Reports are saying that Canada is set to legalize marijuana by next spring. Canadian Health Minister Jane Philpott recently announced that Canada’s Liberal Party will introduce a new legislation in 2017 that aims to legalize recreational marijuana.

Speaking before the United Nations General Assembly in New York, Philpott said this law is intended to “keep marijuana out of the hands of children and profits out of the hands of criminals.” However, it was unclear who would be allowed to grow and sell cannabis products.

Canadian Prime Minister Justin Trudeau also promised during his campaign to legalize the recreational use of pot. Canada, in 2001, became the first country to authorize the use of medical marijuana, making it easy for people with life-threatening diseases to alleviate their symptoms.

However, there have been ongoing debates about whether to legalize marijuana, its effects, and how the government plans to regulate it.

Philpott assured the UN Assembly that Canada plans to work with “law enforcement partners to encourage appropriate and proportionate criminal justice measures.” She said they are aware that “it is impossible to arrest our way out of this problem.”

The Canadian Health Minister also believes that the policies and regulations they will implement through the legislation will be “the best way to protect our youth while enhancing public safety.”

While its decriminalization saw many supporters, there are also those who worry that the legislation would yield opposite results. A recent poll released by the Angus Reid Institute on April, 20, showed 68 percent of Canadians support the legalization of cannabis. However, Conservative Canadians believe that the use of cannabis will pose serious long-term health problems for consumers. Fifty percent said the law will make it “easier for children to get and use marijuana.”

Even Trudeau’s predecessor was against decriminalizing recreational marijuana.

On the good side, it could attract a lot of people from other countries. “Canada has a lot of options here,” Beau Kilmer, RAND Drug Policy Research Center co-director, stated. “You have to pay attention to what’s going to happen with the regulation and the taxes. That could really shape what happens in terms of people coming in from other countries. You have to decide whether you want to allow that.”

Legalization of recreational consumption of cannabis promises booming tourism in Canada. Washington and Colorado were able to legalize marijuana back in 2013, and since then, the states have seen a positive impact on tourism.

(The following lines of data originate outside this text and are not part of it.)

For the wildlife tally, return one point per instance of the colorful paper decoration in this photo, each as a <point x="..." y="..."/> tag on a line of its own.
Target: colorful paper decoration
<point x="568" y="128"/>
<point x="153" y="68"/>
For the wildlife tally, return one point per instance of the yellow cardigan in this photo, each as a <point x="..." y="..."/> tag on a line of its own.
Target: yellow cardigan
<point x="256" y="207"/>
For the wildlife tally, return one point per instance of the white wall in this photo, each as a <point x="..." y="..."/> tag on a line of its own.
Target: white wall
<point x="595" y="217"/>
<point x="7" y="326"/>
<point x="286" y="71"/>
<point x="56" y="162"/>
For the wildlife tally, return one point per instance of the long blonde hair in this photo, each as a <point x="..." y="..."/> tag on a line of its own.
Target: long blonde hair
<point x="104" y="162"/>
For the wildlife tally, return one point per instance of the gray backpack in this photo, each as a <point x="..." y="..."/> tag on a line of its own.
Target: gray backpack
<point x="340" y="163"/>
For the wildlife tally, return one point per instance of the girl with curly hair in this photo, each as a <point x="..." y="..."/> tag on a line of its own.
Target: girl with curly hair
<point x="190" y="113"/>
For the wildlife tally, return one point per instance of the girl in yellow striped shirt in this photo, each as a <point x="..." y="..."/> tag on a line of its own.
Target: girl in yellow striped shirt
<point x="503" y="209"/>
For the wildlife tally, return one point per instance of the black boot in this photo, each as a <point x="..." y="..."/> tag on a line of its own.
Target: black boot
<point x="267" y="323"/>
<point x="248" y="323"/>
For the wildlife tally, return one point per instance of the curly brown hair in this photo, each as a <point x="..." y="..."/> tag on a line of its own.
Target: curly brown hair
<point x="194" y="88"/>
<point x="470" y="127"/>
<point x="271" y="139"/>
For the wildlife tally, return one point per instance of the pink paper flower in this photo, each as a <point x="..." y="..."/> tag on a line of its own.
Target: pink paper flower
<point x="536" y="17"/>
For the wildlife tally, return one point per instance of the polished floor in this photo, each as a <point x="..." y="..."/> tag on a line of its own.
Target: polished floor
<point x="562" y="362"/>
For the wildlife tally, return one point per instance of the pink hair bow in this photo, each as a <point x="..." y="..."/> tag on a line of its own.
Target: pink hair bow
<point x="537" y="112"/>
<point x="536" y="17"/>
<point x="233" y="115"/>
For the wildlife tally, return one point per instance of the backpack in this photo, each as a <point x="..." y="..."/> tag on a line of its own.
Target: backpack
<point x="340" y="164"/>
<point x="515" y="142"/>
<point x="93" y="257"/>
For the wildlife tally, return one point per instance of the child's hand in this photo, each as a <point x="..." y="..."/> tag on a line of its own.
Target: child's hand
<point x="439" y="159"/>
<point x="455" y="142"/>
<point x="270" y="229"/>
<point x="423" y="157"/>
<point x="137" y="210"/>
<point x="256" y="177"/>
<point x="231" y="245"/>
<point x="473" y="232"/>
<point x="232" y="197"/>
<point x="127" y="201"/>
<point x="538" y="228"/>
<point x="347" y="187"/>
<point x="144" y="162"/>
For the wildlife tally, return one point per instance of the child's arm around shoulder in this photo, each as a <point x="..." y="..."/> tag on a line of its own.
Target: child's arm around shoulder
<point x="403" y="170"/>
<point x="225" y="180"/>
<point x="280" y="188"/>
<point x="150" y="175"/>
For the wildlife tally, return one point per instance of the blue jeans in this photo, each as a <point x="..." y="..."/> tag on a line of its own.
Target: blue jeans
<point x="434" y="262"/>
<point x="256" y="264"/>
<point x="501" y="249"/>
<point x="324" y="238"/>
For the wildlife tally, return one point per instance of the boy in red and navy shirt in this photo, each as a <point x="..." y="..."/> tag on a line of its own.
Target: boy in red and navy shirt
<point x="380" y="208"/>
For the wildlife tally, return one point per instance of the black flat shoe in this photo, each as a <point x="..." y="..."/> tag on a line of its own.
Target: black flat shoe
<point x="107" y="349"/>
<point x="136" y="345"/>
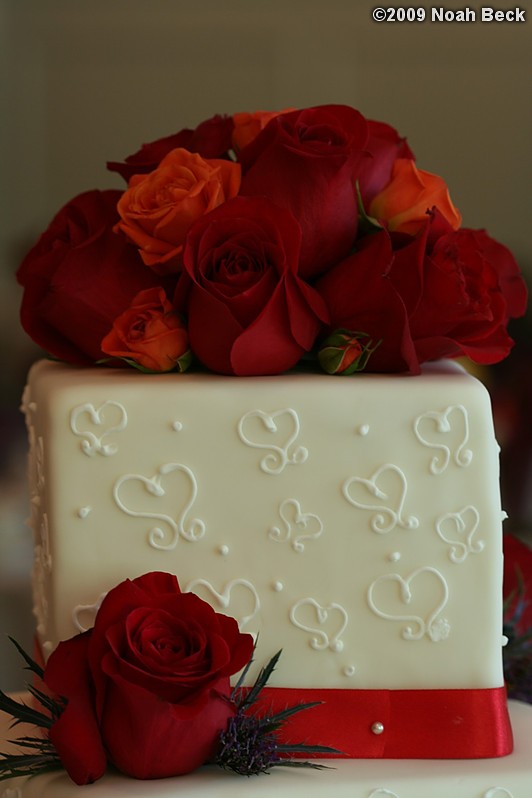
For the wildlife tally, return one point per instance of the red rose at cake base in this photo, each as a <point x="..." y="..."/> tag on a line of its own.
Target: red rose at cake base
<point x="147" y="688"/>
<point x="78" y="278"/>
<point x="248" y="310"/>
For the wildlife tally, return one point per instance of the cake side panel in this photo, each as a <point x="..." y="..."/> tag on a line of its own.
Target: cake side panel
<point x="356" y="524"/>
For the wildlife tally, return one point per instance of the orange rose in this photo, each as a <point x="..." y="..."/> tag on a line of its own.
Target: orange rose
<point x="158" y="208"/>
<point x="150" y="333"/>
<point x="247" y="126"/>
<point x="402" y="205"/>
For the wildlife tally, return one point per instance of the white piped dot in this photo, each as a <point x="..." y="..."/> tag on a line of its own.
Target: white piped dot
<point x="349" y="670"/>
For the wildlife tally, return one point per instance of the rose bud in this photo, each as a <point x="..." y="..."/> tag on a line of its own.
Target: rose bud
<point x="150" y="334"/>
<point x="345" y="352"/>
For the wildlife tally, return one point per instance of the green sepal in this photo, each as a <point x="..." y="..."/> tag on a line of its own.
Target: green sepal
<point x="366" y="224"/>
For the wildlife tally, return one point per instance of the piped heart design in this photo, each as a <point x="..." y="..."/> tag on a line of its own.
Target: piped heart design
<point x="465" y="523"/>
<point x="448" y="433"/>
<point x="283" y="426"/>
<point x="388" y="486"/>
<point x="140" y="489"/>
<point x="310" y="616"/>
<point x="389" y="590"/>
<point x="93" y="425"/>
<point x="240" y="594"/>
<point x="294" y="520"/>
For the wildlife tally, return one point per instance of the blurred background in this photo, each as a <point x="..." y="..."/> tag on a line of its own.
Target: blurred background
<point x="86" y="82"/>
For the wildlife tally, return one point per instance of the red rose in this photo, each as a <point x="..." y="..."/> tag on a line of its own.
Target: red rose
<point x="404" y="202"/>
<point x="471" y="288"/>
<point x="149" y="332"/>
<point x="154" y="694"/>
<point x="360" y="296"/>
<point x="158" y="208"/>
<point x="248" y="310"/>
<point x="78" y="278"/>
<point x="248" y="125"/>
<point x="384" y="146"/>
<point x="211" y="139"/>
<point x="306" y="161"/>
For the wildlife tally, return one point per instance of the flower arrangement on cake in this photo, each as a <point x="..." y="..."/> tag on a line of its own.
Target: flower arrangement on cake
<point x="259" y="240"/>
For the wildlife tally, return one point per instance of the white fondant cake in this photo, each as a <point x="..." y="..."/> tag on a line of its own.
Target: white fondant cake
<point x="354" y="523"/>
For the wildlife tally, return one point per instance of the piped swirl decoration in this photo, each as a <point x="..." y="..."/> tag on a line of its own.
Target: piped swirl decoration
<point x="294" y="520"/>
<point x="236" y="594"/>
<point x="310" y="616"/>
<point x="109" y="418"/>
<point x="382" y="601"/>
<point x="465" y="523"/>
<point x="284" y="427"/>
<point x="448" y="433"/>
<point x="83" y="615"/>
<point x="389" y="513"/>
<point x="157" y="487"/>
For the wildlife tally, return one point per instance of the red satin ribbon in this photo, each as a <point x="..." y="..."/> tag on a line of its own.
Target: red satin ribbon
<point x="416" y="724"/>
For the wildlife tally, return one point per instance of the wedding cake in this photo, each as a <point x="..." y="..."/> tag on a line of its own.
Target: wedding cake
<point x="256" y="493"/>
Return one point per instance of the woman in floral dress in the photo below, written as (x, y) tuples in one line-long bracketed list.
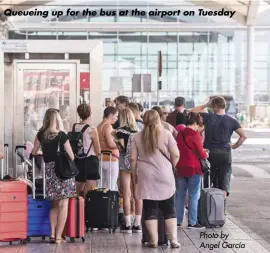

“It’s nice that those experiments are there for us to see what’s worked,” Zach Walsh, who studies cannabis and is a professor at the University of British Columbia in Kelowna, explained. “We’ll learn from those and I think because we’re looking at doing it federally and in a more organized way and maybe with a bit more prep time, I think we’ll take what’s worked from those models and make our own.”

The USA may be Canada’s trading partner but it does not mean the two nations will be trading weed in the coming years.

“I don’t see the government legalizing the export of cannabis,” said Eugene Oscapella, a lawyer who specializes in Canadian social policy, adding it is “a criminal offense punishable by life imprisonment.”

Few countries have legalized the use of pot such as Amsterdam and Chile. The use of cannabis is still illegal in most of the USA. Alaska, Washington, and Colorado are the only states in the US where cannabis is legal for medical and recreational purposes, with restrictions.

Cities such as Maine, Portland, and Washington, D.C. have also authorized the use of marijuana, while California and Vermont have expressed the possibility of legalizing it in the near future.